Wednesday, October 28, 2009

Days Just Pass Me By, "Day 86"

I'm days behind on my post and not because I'm neglectful or leaving it to the last minute. But I've been processing and functioning at a much slower level lately. So I begin blogging at night, and by the time I make a substantial amount of progress, it's midnight. I become too tired to proofread by 1 am. My days begin later than I would like. I'm lethargic and bordering incoherent. It just feels like days pass me by.

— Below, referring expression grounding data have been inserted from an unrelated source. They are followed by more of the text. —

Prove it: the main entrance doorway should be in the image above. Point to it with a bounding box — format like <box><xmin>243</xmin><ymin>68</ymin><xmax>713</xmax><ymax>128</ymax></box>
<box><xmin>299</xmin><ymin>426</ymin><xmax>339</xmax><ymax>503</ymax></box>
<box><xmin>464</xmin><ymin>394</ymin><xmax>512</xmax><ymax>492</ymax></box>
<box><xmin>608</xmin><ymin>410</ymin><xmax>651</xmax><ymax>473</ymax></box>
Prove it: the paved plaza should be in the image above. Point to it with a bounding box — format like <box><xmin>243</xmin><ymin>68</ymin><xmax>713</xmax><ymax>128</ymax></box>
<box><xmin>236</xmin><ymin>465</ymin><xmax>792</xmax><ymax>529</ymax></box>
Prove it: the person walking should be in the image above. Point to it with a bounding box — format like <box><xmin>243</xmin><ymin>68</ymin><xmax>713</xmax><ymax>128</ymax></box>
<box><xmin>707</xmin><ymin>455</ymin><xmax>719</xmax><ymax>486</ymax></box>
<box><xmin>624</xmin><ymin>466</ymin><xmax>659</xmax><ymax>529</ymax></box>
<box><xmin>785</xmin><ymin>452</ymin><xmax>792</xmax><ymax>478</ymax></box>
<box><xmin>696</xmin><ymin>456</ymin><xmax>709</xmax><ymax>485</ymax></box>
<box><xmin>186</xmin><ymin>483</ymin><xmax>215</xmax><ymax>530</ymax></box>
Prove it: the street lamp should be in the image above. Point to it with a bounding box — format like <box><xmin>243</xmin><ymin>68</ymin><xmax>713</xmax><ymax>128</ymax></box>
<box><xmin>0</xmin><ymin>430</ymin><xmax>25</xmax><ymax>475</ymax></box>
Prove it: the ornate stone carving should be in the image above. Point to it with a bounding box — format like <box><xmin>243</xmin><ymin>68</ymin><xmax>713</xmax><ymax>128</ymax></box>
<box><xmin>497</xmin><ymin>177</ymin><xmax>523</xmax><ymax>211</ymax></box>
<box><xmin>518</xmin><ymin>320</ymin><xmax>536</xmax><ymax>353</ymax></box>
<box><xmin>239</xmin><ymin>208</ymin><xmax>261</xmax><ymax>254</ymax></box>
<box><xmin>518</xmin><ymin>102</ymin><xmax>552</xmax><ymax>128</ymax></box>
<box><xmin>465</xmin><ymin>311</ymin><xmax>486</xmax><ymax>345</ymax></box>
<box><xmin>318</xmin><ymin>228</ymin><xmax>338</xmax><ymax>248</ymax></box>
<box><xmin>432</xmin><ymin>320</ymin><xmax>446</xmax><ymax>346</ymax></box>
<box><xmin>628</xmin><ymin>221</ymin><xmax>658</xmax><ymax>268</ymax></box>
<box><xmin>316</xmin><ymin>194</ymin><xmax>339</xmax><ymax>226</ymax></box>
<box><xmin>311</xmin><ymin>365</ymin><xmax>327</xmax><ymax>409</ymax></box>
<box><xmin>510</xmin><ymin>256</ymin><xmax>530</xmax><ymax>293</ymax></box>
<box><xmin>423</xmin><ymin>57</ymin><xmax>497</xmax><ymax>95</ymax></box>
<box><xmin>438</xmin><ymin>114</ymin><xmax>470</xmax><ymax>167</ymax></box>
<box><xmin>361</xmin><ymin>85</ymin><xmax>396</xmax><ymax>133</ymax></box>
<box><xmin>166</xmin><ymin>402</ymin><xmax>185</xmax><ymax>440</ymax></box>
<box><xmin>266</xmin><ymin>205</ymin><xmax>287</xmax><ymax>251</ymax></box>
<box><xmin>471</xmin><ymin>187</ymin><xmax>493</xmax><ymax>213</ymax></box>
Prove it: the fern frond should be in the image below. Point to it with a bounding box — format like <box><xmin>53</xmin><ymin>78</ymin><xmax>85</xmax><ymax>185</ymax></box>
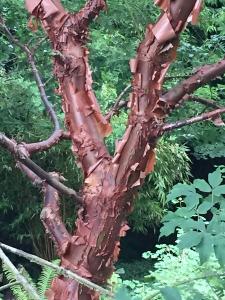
<box><xmin>2</xmin><ymin>263</ymin><xmax>29</xmax><ymax>300</ymax></box>
<box><xmin>37</xmin><ymin>259</ymin><xmax>60</xmax><ymax>299</ymax></box>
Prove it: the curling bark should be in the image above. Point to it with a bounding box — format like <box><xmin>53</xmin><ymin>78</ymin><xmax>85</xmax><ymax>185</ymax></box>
<box><xmin>22</xmin><ymin>1</ymin><xmax>223</xmax><ymax>300</ymax></box>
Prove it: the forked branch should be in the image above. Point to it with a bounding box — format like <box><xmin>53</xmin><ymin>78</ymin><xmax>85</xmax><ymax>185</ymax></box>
<box><xmin>0</xmin><ymin>133</ymin><xmax>81</xmax><ymax>202</ymax></box>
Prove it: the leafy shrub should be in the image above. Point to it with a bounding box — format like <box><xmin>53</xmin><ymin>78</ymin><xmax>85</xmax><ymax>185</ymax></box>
<box><xmin>161</xmin><ymin>166</ymin><xmax>225</xmax><ymax>266</ymax></box>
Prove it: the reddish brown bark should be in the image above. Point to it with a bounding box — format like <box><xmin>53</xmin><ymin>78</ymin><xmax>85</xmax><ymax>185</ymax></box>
<box><xmin>22</xmin><ymin>1</ymin><xmax>205</xmax><ymax>299</ymax></box>
<box><xmin>2</xmin><ymin>0</ymin><xmax>225</xmax><ymax>298</ymax></box>
<box><xmin>1</xmin><ymin>0</ymin><xmax>225</xmax><ymax>296</ymax></box>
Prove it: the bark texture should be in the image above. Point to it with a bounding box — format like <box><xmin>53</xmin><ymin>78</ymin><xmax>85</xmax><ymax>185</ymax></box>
<box><xmin>24</xmin><ymin>1</ymin><xmax>202</xmax><ymax>299</ymax></box>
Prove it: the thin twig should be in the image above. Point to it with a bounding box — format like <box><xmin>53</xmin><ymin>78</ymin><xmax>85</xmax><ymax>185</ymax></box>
<box><xmin>162</xmin><ymin>106</ymin><xmax>225</xmax><ymax>133</ymax></box>
<box><xmin>0</xmin><ymin>243</ymin><xmax>113</xmax><ymax>298</ymax></box>
<box><xmin>0</xmin><ymin>248</ymin><xmax>40</xmax><ymax>300</ymax></box>
<box><xmin>105</xmin><ymin>84</ymin><xmax>131</xmax><ymax>120</ymax></box>
<box><xmin>189</xmin><ymin>95</ymin><xmax>221</xmax><ymax>109</ymax></box>
<box><xmin>0</xmin><ymin>282</ymin><xmax>18</xmax><ymax>292</ymax></box>
<box><xmin>32</xmin><ymin>36</ymin><xmax>48</xmax><ymax>52</ymax></box>
<box><xmin>144</xmin><ymin>271</ymin><xmax>225</xmax><ymax>300</ymax></box>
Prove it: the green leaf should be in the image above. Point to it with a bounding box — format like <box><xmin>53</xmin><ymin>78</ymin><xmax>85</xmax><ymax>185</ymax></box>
<box><xmin>181</xmin><ymin>219</ymin><xmax>205</xmax><ymax>232</ymax></box>
<box><xmin>213</xmin><ymin>185</ymin><xmax>225</xmax><ymax>196</ymax></box>
<box><xmin>175</xmin><ymin>207</ymin><xmax>195</xmax><ymax>218</ymax></box>
<box><xmin>160</xmin><ymin>287</ymin><xmax>182</xmax><ymax>300</ymax></box>
<box><xmin>115</xmin><ymin>287</ymin><xmax>132</xmax><ymax>300</ymax></box>
<box><xmin>184</xmin><ymin>192</ymin><xmax>201</xmax><ymax>210</ymax></box>
<box><xmin>214</xmin><ymin>237</ymin><xmax>225</xmax><ymax>267</ymax></box>
<box><xmin>178</xmin><ymin>231</ymin><xmax>203</xmax><ymax>250</ymax></box>
<box><xmin>207</xmin><ymin>218</ymin><xmax>220</xmax><ymax>234</ymax></box>
<box><xmin>208</xmin><ymin>170</ymin><xmax>223</xmax><ymax>188</ymax></box>
<box><xmin>167</xmin><ymin>184</ymin><xmax>195</xmax><ymax>202</ymax></box>
<box><xmin>159</xmin><ymin>221</ymin><xmax>177</xmax><ymax>238</ymax></box>
<box><xmin>197</xmin><ymin>200</ymin><xmax>213</xmax><ymax>214</ymax></box>
<box><xmin>196</xmin><ymin>233</ymin><xmax>213</xmax><ymax>264</ymax></box>
<box><xmin>193</xmin><ymin>179</ymin><xmax>211</xmax><ymax>193</ymax></box>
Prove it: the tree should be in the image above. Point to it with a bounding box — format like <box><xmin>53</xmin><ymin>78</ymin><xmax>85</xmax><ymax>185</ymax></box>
<box><xmin>1</xmin><ymin>0</ymin><xmax>225</xmax><ymax>299</ymax></box>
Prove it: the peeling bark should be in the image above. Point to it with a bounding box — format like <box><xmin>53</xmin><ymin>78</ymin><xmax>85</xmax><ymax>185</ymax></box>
<box><xmin>22</xmin><ymin>1</ymin><xmax>210</xmax><ymax>299</ymax></box>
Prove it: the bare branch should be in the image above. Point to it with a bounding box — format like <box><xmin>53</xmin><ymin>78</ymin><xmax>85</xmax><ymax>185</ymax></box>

Clearly something has to change. My energy level is crashed, so I need to be more nutritious. I don't have the opportunity to hydrate myself as much as I'd like to. My energy is drained from living in a messy environment, which is my own fault. I've just been so tired that I'm unable to organize anything, which is just perpetuating the problem. I spend more time trying to locate one object than I do to ensure that I nourish myself. By the time I find something, I have no time to eat or tend to other responsibilities. It gives me no drive.

Procrastination has been my addiction since last semester perhaps. I've never experienced this before. I have had moments in my educational career when I didn't hand in assignments, but I studied in my own time. I've been doing nothing! I haven't even been indulging in my imaginative, escapist mentality. I just feel like I'm frozen in time, while time is in a parallel universe speeding by.